Occorre negli altri casi contestare sempre in modo più specifico e dare indicazioni sul tipo di indagini che si richiedono (su conti correnti, investimenti, società etc, intestazione fittizia di beni mobili od immobili a terzi) proprio perché è una attività sussidiaria.
Questa rigorosa interpretazione è necessaria per dare una impostazione che segua i principi giuridici ma è anche utile alla stessa Guardia di Finanza che ha a disposizione indicazioni mirate.
Per questo occorre formulare dei quesiti specifici.
Il rigetto che di sovente il Giudice Istruttore fà di una richiesta di indagine tributaria non è capotica ma giustificata dalla inappropriatezza della stessa. Per esempio, se un coniuge è dipendente e non risultano minimi indizi che svolga altre attività, la richiesta verrà per lo più rigettata. Più attenzione mostra il giudicante in genere quando si tratta di lavoratori autonomi. Ovvio che però se pur dimostrata la capacità di reddito del medesimo essa nulla abbia a che vedere con il tenore di vita matrimoniale a causa di fatti successivi avvenuti ed incontestati (es fallimento società), è inutile in tale caso ammettere le indagini finanziarie.
Nessuna norma preclude le indagini già nella fase presidenziale. Se durante la udienza emergono delle situazioni dubbie il Presidente può non solo ordinare delle acquisizioni documentali ma anche ricorrere alla polizia tributaria. Molto raramente questo però accade.
Ma come in concreto si muove la Polizia Tributaria?

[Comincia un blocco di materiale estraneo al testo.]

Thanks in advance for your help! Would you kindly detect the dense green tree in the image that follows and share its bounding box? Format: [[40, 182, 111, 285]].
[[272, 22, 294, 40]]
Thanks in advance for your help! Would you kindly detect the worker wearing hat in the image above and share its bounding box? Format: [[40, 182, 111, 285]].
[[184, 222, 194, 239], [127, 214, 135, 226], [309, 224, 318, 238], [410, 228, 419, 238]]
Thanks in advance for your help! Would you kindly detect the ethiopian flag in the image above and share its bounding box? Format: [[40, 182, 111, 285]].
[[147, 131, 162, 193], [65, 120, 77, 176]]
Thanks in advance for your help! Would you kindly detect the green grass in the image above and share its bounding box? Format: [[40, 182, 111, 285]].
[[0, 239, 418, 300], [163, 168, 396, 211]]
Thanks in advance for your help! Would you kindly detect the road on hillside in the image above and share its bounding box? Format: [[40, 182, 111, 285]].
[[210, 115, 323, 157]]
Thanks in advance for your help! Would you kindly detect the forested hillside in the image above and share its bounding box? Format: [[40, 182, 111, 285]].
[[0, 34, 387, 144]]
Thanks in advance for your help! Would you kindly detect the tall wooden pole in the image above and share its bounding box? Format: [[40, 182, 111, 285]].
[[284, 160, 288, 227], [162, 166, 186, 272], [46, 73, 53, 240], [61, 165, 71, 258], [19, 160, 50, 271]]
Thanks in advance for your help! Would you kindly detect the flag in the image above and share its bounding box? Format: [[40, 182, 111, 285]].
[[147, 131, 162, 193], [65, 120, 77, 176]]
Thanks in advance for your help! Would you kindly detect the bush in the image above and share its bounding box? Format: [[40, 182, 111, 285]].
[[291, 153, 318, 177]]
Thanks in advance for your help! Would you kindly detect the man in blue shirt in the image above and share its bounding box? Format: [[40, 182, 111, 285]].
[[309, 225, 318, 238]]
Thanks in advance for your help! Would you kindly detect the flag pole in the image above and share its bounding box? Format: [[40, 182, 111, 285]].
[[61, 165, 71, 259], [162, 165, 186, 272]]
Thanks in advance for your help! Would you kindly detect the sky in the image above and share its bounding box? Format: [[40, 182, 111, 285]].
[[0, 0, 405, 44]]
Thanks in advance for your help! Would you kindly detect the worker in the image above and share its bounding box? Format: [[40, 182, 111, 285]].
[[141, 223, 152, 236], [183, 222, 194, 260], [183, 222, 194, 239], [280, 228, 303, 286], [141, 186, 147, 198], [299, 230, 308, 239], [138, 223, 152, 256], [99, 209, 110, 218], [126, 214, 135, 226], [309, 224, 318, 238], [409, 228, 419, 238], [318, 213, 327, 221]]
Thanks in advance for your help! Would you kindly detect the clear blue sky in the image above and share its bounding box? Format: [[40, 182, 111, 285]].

In genere parte (e purtroppo a volte si limitano) dal recupero di ciò che risulta dai registri pubblici: visure catastali, partecipazioni societarie. Passando poi al saldo attivo o passivo dei conti correnti (evidenziando movimentazioni di danaro di una certa consistenza che potrebbero essere utili), investimenti, polizze assicurative, mutui, prestiti personali. Difficilmente si spingono oltre. E questo anche per l'organizzazione stessa della GDF. Essa ha ordini dai vertici ad inizio anno di eseguire un tot numero di verifiche in questo settore tante in quest'altro. Quando arrivano richieste dei Tribunali hanno problemi organizzativi e non sanno come collocarle nel loro piano operativo. Era forse meglio quando c'era un nucleo di polizia tributaria … la situazione oggi si è aggravata anche per questo motivo.
Alcuni giudici ritengono che sarebbe più efficace convocare in udienza l'ufficiale di GDF, come un consulente tecnico qualsiasi, in modo tale non solo da spiegargli esattamente le finalità del provvedimento ma anche per responsabilizzare il medesimo nel raggiungimento della stessa.
Non possiamo rinunziare a questo strumento indispensabile ma occorre renderlo più efficace ed idoneo a raggiungere le finalità per cui è nato!